A few years ago I was reading a book in which there were various descriptions of the mad physical endurance events that the Victorians used to entertain themselves with. Matthew Webb, the first man to swim the English Channel, ignominiously faded to a side show swimming in a tank on a stage with other 'competiters' to see who could outlast one another - last man standing (or swimming). I remember reading, amongst these stories, about an athlete who vowed to run 1 mile an hour for 100 hours. There was huge public and press interest, and the man eventually did run a mile an hour for 100 hours, finishing in a sorry state but triumphant. At the time I read it the story of the runner fascinated me. At face value, running a mile an hour does not seem very hard. But add up the hours, the sleep deprivation, the mind numbing boredom of it all... it sounded pretty tough to me. Tough and pedantic. And something about the symmetry, the repetition - that little metronomic athlete appealed to me very much. It stayed with me...
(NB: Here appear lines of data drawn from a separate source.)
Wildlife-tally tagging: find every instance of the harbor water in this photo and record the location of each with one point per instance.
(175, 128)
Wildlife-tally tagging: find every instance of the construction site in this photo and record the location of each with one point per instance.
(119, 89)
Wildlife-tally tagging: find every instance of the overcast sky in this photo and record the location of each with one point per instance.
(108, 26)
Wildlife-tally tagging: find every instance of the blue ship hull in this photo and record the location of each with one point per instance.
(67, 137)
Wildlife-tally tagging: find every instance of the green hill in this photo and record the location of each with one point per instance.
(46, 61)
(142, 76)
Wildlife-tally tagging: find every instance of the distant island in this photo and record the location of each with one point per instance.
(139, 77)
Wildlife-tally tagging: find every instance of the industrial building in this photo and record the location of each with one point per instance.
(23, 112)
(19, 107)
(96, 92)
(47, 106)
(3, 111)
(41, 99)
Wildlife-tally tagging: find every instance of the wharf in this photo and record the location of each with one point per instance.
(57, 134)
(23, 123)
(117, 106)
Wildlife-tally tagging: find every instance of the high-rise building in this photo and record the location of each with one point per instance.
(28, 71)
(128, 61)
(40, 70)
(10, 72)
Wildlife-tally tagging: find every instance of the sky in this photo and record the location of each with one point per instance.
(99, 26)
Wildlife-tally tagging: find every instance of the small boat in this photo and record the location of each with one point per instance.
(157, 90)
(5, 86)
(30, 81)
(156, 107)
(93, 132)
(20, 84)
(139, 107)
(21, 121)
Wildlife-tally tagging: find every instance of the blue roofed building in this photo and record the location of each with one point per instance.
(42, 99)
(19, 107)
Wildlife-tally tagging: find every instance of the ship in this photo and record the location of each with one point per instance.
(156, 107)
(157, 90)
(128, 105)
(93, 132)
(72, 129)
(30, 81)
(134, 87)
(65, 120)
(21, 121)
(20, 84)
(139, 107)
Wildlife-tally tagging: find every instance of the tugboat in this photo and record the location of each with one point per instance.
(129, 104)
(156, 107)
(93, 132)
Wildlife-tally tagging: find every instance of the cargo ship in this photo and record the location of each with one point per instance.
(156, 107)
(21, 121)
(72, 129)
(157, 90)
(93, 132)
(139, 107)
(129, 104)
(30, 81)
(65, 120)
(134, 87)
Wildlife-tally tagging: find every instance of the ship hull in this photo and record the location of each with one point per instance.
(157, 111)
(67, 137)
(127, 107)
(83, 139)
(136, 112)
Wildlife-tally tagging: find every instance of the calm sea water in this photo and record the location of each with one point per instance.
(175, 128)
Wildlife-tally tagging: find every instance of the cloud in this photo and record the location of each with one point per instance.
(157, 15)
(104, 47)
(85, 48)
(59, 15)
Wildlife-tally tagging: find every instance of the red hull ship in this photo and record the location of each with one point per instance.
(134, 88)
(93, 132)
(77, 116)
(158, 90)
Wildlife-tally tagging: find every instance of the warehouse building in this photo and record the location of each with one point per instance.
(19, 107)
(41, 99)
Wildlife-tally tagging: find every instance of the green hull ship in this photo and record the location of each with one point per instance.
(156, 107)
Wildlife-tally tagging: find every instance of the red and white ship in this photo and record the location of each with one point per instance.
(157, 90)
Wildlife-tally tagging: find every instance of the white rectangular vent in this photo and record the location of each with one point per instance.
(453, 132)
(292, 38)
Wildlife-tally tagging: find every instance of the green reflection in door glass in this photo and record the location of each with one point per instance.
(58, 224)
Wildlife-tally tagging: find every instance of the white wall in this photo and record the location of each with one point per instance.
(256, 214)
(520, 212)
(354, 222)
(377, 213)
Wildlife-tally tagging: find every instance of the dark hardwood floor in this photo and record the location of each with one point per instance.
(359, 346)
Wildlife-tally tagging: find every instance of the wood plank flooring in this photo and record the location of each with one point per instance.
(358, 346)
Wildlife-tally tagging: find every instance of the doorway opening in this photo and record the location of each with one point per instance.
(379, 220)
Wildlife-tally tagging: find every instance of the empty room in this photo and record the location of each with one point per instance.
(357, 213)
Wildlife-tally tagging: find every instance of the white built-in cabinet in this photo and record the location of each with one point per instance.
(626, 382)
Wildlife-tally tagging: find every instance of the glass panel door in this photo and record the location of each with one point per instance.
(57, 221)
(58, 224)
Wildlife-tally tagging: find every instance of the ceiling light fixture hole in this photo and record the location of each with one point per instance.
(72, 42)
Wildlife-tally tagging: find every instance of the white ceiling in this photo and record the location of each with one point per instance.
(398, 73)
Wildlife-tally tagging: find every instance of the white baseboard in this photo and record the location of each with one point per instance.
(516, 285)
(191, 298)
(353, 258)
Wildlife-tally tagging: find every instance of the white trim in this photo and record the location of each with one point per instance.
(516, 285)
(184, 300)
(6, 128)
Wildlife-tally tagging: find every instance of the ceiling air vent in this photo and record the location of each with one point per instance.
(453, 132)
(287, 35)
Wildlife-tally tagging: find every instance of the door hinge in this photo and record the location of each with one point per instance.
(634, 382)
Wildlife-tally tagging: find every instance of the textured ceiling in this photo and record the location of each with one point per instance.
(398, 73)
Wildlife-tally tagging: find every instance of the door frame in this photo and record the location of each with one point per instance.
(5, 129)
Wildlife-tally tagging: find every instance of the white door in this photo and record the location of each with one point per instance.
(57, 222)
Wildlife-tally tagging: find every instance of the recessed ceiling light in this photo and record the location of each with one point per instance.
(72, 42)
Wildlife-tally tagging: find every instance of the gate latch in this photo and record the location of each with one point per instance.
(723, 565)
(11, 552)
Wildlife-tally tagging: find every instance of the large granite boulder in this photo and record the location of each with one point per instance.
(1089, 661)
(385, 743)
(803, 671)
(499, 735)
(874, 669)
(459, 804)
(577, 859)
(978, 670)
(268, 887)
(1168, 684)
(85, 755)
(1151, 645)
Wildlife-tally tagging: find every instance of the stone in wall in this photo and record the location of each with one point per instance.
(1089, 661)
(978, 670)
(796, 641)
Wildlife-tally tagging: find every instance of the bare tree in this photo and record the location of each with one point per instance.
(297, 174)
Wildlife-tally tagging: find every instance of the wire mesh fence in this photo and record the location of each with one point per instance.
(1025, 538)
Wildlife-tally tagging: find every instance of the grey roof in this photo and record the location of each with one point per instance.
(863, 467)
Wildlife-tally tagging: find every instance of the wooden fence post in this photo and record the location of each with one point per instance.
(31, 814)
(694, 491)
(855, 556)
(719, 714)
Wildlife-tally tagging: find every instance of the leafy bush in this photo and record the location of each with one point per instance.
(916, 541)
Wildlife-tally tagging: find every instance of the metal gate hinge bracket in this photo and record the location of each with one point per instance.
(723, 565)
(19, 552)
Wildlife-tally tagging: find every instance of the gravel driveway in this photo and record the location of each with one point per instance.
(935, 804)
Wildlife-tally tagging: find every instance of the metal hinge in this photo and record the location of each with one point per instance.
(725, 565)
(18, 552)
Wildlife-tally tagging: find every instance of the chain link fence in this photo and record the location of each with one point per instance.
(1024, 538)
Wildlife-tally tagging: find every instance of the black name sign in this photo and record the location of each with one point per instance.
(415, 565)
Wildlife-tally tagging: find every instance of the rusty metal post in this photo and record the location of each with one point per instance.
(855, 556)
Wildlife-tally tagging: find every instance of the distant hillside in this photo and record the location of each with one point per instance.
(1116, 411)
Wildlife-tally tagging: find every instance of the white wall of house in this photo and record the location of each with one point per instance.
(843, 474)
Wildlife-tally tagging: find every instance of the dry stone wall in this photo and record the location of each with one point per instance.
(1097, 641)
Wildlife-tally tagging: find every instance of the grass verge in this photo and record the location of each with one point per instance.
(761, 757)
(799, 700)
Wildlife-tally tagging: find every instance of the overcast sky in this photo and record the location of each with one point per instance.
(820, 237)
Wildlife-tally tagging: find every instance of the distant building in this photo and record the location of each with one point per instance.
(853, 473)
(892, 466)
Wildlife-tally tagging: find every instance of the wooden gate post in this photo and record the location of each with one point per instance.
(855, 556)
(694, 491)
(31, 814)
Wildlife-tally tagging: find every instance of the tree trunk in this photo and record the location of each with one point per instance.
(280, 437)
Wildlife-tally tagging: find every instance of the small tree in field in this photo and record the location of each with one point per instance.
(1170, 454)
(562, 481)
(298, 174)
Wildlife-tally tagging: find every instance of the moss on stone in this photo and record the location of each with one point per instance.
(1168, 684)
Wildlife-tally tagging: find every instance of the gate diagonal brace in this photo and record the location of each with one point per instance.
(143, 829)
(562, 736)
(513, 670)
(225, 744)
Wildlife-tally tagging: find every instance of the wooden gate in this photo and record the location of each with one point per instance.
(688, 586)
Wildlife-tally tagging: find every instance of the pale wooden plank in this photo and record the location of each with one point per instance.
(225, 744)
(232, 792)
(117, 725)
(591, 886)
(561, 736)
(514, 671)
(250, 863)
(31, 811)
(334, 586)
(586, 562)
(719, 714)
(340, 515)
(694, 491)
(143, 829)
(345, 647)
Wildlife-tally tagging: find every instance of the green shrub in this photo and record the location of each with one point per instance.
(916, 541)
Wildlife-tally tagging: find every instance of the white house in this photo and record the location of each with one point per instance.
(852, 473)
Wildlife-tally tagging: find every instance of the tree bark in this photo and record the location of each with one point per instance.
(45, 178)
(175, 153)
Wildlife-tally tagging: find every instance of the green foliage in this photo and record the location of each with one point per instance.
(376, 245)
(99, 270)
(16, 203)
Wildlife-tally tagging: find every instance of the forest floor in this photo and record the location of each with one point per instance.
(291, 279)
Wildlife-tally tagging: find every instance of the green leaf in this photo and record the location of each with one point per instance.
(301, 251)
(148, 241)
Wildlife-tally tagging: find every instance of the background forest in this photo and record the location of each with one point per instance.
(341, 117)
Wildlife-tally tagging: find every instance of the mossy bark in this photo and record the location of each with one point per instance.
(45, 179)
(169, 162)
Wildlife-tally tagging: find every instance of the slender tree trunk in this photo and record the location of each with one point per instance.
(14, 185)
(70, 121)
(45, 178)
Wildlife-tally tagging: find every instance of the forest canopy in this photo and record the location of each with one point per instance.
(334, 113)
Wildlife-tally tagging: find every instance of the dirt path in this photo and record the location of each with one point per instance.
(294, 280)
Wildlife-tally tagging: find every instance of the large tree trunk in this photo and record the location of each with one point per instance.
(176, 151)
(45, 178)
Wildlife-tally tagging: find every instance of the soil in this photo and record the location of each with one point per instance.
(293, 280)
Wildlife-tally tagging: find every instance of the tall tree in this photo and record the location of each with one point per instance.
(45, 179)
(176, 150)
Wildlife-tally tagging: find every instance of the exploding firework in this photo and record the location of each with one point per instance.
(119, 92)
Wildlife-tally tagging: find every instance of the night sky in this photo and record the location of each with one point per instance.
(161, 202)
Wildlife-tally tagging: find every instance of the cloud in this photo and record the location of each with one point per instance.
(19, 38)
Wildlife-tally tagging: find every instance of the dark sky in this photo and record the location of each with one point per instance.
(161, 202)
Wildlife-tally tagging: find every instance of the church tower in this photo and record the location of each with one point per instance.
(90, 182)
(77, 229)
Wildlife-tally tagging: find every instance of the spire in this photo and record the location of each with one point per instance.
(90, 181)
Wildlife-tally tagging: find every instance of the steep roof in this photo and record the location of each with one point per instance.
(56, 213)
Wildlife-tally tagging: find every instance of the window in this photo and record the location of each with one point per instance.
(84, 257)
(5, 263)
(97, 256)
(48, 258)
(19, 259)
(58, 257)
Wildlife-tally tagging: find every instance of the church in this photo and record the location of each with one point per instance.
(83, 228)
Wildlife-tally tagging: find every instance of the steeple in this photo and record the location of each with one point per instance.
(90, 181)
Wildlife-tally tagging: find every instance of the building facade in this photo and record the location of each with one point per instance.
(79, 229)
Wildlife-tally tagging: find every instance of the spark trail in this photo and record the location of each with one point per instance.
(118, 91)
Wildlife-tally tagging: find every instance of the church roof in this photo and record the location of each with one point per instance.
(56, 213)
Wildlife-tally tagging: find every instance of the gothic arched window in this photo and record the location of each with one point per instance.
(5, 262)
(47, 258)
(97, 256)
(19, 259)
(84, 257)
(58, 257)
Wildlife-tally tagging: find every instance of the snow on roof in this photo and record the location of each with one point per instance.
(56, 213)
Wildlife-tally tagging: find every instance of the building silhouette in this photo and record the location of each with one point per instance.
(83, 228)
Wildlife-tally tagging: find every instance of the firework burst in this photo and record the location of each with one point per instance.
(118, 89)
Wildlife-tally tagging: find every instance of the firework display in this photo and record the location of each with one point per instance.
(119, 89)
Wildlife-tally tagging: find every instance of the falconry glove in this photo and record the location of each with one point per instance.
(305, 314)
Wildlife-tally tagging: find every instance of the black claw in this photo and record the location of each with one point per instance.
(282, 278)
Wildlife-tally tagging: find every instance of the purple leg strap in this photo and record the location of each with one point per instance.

Until at the beginning of this year Cam, a swimmer in my swimming club, forwarded an email to our group about a swim being organised in Guildford Lido at the end of April 2011. 'Swim a mile an hour for 24 hours' it challenged! Nobody in our group thought it a very good idea (and who can blame them) but I was hooked straight away. I'd stumbled across a watery version of my Victorian man's 100 mile challenge...
I signed up.
The idea is that participants swim one mile per hour, on the hour for twenty four hours in a pool. Most people I tell that I am doing this swim say 'How can you possibly stay awake for 24 hours?!' which seems the most banal question to ask. Yes, but it's 24 miles of swimming - and whichever way you look at it - that's quite a number of miles.
So... there aren't waves, and it won't be cold. There are no tides to fight. But it will be mind numbingly boring, and it won't be quite as buoyant as in the sea. And there won't be any great scenery. There won't be ferries. There won't be blooming jellyfish or tides. There will be counting and pool tiles and other swimmers with to jostle and overtake or be overtaken by. Chlorine. And there will be 24 miles. That's quite a lot.
I figured that this swim will be good 'early season' training. Get my arse into gear for open water training later on in the year (and a lake Zurich 2 person relay). And boy has it been. I'm very very nervous. Training is going OK but that is another story.